TranscriberMixin#

class montreal_forced_aligner.transcription.transcriber.TranscriberMixin(transition_scale=1.0, acoustic_scale=0.083333, self_loop_scale=0.1, beam=10, silence_weight=0.0, first_beam=10, first_max_active=2000, language_model_weight=10, word_insertion_penalty=0.5, evaluation_mode=False, **kwargs)[source]#

Bases: CorpusAligner

Abstract class for MFA transcribers

Parameters:

transition_scale (float) – Transition scale, defaults to 1.0
acoustic_scale (float) – Acoustic scale, defaults to 0.1
self_loop_scale (float) – Self-loop scale, defaults to 0.1
beam (int) – Size of the beam to use in decoding, defaults to 10
silence_weight (float) – Weight on silence in fMLLR estimation
max_active (int) – Max active for decoding
lattice_beam (int) – Beam width for decoding lattices
first_beam (int) – Beam for decoding in initial speaker-independent pass, only used if uses_speaker_adaptation is true
first_max_active (int) – Max active for decoding in initial speaker-independent pass, only used if uses_speaker_adaptation is true
language_model_weight (float) – Weight of language model
word_insertion_penalty (float) – Penalty for inserting words

calc_final_fmllr()[source]#

Calculate final fMLLR transforms

See also

FinalFmllrFunction: Multiprocessing function
TranscriberMixin.final_fmllr_arguments: Arguments for function

calc_initial_fmllr()[source]#

Calculate initial fMLLR transforms

See also

InitialFmllrFunction: Multiprocessing function
TranscriberMixin.initial_fmllr_arguments: Arguments for function

carpa_lm_rescore()[source]#

Rescore lattices with CARPA language model

See also

CarpaLmRescoreFunction: Multiprocessing function
TranscriberMixin.carpa_lm_rescore_arguments: Arguments for function

carpa_lm_rescore_arguments()[source]#

Generate Job arguments for CarpaLmRescoreFunction

Returns:: Arguments for processing
Return type:: list[CarpaLmRescoreArguments]

compute_wer()[source]#

Evaluates the transcripts if there are reference transcripts

Raises:: KaldiProcessingError – If there were any errors in running Kaldi binaries

decode()[source]#

Generate lattices

See also

DecodeFunction: Multiprocessing function
TranscriberMixin.decode_arguments: Arguments for function

decode_arguments(workflow=WorkflowType.transcription)[source]#

Generate Job arguments for DecodeFunction

Returns:: Arguments for processing
Return type:: list[DecodeArguments]

evaluate_transcriptions()[source]#

Evaluates the transcripts if there are reference transcripts

Returns:: Sentence error rate and word error rate
Return type:: float, float
Raises:: KaldiProcessingError – If there were any errors in running Kaldi binaries

final_fmllr_arguments()[source]#

Generate Job arguments for FinalFmllrFunction

Returns:: Arguments for processing
Return type:: list[FinalFmllrArguments]

fmllr_rescore()[source]#

Rescore lattices with final fMLLR transforms

See also

FmllrRescoreFunction: Multiprocessing function
TranscriberMixin.fmllr_rescore_arguments: Arguments for function

fmllr_rescore_arguments()[source]#

Generate Job arguments for FmllrRescoreFunction

Returns:: Arguments for processing
Return type:: list[FmllrRescoreArguments]

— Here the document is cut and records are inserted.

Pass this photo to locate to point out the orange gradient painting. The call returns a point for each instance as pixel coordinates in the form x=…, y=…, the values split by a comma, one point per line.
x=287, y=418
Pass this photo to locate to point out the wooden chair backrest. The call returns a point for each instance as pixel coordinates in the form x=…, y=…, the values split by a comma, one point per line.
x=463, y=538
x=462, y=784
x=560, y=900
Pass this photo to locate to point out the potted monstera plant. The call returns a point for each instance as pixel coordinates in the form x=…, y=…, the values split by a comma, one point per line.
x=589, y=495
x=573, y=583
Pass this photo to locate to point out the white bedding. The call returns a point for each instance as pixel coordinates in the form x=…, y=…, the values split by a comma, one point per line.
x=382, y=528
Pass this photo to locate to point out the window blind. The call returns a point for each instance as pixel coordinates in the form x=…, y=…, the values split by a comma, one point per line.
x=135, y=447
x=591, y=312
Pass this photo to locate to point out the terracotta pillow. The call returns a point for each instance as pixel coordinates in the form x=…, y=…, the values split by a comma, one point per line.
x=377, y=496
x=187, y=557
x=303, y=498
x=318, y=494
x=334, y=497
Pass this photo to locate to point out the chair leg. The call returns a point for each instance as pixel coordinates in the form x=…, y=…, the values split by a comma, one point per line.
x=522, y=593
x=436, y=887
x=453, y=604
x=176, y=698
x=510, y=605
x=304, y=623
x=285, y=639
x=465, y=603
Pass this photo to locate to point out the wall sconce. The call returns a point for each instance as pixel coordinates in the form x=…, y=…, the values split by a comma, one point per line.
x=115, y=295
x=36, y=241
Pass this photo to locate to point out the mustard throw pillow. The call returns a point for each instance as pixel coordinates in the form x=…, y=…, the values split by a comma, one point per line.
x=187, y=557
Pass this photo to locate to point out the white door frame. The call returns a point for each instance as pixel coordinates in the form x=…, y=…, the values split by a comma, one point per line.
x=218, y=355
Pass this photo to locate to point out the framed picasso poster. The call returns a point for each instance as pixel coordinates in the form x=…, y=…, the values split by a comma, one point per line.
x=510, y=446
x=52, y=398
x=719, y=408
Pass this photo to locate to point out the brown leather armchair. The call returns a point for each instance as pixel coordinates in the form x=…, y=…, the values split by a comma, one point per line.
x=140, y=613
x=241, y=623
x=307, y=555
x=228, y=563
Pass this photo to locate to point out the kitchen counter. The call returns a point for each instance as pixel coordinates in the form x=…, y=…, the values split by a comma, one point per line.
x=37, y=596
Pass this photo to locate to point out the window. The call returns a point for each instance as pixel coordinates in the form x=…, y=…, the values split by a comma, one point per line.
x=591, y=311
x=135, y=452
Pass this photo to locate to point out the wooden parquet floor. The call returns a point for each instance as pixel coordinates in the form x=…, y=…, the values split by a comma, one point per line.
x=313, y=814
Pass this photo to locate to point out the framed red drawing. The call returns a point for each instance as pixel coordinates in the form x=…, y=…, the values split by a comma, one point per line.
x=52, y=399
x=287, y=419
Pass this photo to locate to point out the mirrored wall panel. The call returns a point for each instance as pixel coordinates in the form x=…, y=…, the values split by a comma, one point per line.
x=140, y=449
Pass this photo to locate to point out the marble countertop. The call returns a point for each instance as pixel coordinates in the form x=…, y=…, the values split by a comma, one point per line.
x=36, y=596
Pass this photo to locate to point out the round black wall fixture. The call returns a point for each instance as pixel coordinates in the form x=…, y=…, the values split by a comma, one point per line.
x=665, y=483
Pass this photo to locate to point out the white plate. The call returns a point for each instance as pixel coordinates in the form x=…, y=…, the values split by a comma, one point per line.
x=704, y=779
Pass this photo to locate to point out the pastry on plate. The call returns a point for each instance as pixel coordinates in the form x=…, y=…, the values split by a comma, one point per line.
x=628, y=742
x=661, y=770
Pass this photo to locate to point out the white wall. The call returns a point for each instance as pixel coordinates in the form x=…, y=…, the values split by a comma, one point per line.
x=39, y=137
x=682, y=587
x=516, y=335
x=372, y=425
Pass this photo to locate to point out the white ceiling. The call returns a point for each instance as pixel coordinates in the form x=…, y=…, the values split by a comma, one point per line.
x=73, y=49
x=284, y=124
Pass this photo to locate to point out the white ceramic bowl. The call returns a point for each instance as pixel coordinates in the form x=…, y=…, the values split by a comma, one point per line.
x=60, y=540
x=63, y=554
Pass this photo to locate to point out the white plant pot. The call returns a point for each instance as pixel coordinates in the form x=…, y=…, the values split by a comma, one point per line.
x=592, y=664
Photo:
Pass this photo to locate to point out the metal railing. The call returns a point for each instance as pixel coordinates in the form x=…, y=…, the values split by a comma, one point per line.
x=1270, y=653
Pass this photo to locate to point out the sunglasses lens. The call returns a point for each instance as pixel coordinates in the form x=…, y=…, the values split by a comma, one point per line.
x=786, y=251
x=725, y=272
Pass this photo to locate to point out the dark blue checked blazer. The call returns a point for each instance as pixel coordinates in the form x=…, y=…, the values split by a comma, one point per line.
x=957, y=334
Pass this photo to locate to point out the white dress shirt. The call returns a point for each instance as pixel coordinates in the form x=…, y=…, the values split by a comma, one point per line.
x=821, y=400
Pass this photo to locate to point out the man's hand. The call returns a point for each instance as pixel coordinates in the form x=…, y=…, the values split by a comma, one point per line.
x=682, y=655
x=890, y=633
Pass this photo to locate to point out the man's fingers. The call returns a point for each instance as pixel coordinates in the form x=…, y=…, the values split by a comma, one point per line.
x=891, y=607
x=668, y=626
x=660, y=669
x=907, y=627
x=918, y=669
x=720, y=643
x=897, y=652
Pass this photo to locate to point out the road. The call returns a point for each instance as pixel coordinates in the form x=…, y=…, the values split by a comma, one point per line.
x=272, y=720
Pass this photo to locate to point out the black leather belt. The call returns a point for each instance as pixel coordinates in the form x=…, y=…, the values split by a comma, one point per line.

initial_fmllr_arguments()[source]#

Generate Job arguments for InitialFmllrFunction

Returns:: Arguments for processing
Return type:: list[InitialFmllrArguments]

lm_rescore()[source]#

Rescore lattices with bigger language model

See also

LmRescoreFunction: Multiprocessing function
TranscriberMixin.lm_rescore_arguments: Arguments for function

lm_rescore_arguments()[source]#

Generate Job arguments for LmRescoreFunction

Returns:: Arguments for processing
Return type:: list[LmRescoreArguments]

property lm_rescore_options#: Options needed for rescoring the language model

property model_directory#: Model directory for the transcriber

property model_log_directory#: Model directory for the transcriber

save_transcription_evaluation(output_directory)[source]#

Save transcription evaluation to an output directory

Parameters:: output_directory (str) – Directory to save evaluation

setup_phone_lm()[source]#: Setup phone language model for phone-based transcription

train_phone_lm()[source]#: Train a phone-based language model (i.e., not using words).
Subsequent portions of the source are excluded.